Most people with thyroid conditions have gut disorders as well. Whether it be irritable bowel syndrome or celiac disease, digestive challenges are not uncommon. Because of this relationship between the gut and the thyroid, irritating the stomach with hard-to-digest fatty acids like LCTs may not only worsen digestive symptoms but exacerbate inflammation in the thyroid. MCT oils, instead, may help with gastrointestinal symptoms.
While there is some evidence that MCT oil may help with weight loss and boost energy levels, there is still much room for more research, especially when using it with a condition like Hashimoto's.
Before adding anything new to your diet or regimen, it is helpful to check in with your thyroid doctor to see if MCT oil is appropriate for you.

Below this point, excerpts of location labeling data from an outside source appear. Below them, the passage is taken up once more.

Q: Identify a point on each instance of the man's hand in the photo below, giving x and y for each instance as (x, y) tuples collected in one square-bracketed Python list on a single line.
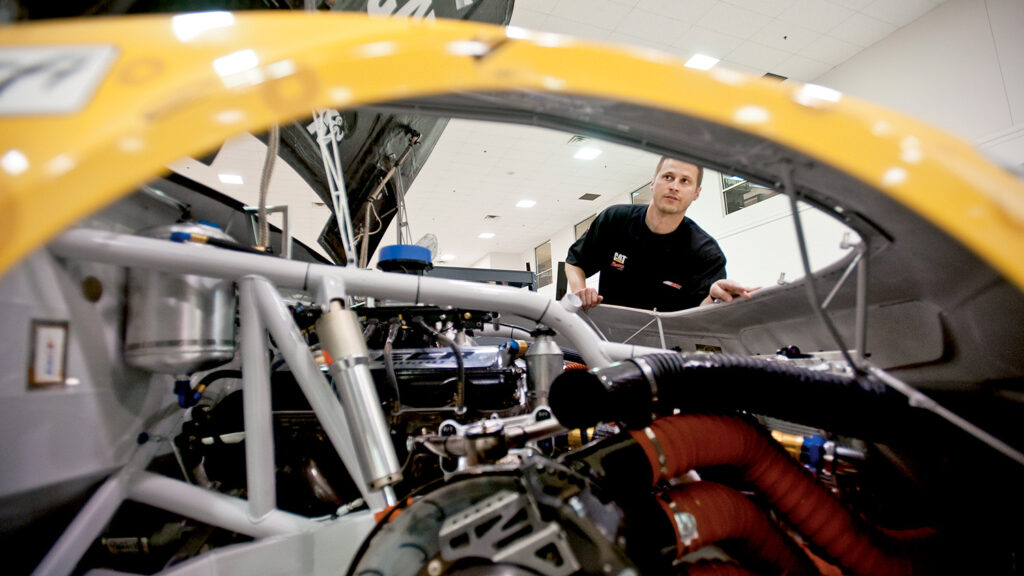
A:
[(726, 290), (589, 297)]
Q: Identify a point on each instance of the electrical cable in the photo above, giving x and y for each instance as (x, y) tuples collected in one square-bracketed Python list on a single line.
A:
[(389, 364), (264, 184), (812, 292), (460, 398)]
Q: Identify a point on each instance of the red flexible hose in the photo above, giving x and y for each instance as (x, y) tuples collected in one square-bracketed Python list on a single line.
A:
[(695, 441), (716, 569), (722, 513)]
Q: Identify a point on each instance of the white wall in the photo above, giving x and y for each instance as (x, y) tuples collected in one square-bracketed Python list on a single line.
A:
[(960, 67), (759, 242)]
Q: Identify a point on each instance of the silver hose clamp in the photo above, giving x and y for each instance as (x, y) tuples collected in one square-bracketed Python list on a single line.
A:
[(648, 374), (662, 460), (686, 524)]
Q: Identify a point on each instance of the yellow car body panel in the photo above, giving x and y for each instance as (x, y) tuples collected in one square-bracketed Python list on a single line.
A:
[(163, 98)]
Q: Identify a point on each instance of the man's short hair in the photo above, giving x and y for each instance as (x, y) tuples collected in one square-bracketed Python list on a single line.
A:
[(699, 167)]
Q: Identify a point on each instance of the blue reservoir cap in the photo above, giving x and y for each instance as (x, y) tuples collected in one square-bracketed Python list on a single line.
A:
[(404, 252)]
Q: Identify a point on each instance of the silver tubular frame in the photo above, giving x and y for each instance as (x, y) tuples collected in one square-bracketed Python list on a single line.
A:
[(262, 311)]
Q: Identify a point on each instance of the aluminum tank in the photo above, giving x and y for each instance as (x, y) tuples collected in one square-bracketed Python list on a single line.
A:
[(179, 324)]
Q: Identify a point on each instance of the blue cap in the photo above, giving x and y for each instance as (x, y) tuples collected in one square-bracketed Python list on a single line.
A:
[(404, 252)]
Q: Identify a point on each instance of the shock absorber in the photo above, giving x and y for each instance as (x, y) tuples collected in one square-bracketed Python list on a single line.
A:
[(341, 337)]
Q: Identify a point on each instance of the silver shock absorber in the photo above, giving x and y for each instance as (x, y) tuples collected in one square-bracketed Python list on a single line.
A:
[(341, 336)]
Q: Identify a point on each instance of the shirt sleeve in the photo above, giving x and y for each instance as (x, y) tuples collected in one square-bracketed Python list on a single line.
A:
[(585, 252), (712, 269)]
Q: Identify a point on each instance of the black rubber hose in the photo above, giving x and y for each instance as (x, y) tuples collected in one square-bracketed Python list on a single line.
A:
[(392, 378), (621, 393)]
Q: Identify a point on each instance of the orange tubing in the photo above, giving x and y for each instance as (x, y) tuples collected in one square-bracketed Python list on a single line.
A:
[(694, 441), (722, 513)]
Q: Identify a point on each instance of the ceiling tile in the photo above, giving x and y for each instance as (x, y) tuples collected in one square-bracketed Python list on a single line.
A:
[(758, 56), (816, 14), (898, 13), (852, 4), (527, 18), (599, 13), (862, 31), (830, 49), (801, 69), (628, 40), (545, 6), (574, 28), (707, 41), (785, 36), (688, 10), (767, 7), (652, 27), (730, 19), (730, 65)]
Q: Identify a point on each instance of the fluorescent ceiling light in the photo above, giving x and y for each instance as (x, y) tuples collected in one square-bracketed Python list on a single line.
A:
[(701, 62), (188, 27), (236, 63), (810, 92), (14, 162)]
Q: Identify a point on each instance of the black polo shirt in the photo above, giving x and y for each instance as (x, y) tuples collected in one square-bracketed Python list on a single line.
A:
[(643, 270)]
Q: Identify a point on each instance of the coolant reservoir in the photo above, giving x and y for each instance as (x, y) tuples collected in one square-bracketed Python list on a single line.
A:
[(179, 324), (545, 361)]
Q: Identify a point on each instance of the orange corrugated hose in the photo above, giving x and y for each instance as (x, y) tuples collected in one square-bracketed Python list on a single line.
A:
[(695, 441), (722, 513)]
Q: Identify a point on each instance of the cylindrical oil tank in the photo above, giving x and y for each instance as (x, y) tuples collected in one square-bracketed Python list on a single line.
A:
[(179, 324)]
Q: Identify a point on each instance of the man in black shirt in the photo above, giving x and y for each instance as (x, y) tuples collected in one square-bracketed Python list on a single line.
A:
[(652, 256)]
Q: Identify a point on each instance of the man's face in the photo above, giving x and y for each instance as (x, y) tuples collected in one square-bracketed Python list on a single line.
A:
[(674, 187)]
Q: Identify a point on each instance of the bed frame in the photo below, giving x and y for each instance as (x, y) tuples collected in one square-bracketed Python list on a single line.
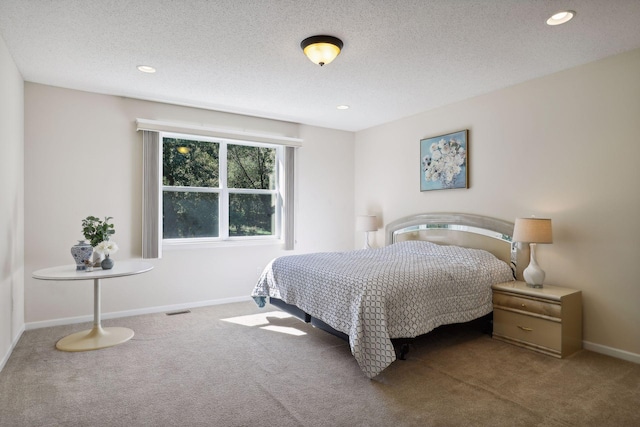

If you choose to try MCT oil, keep in mind that it is not a cure-all; it should be only a supplemental tool for supporting your nutritional needs.
MCT is a flavorless oil, so you can add it to almost anything you eat directly. Many people use it in salad dressings or blend it in smoothies. Some people also add it to coffee, but caffeine can interfere with thyroid medication absorption. Hence, it is best to limit coffee when you can, or at least wait several hours before or after you take your medication to drink your coffee.
MCT dosing depends on the brand you are using, so you will want to follow the directions. Typically, most brands recommend adding one tablespoon to whatever you are drinking.
A note from Paloma Health
MCT oil is not a treatment for Hashimoto's. However, it can help improve specific symptoms common in this condition. People with Hashimoto's need careful observation of their thyroid function and often require medication to help increase their thyroid hormone levels. If you want to try supplemental products like MCT, meet with a certified thyroid nutritionist to determine how you can best support your thyroid through dietary and lifestyle measures.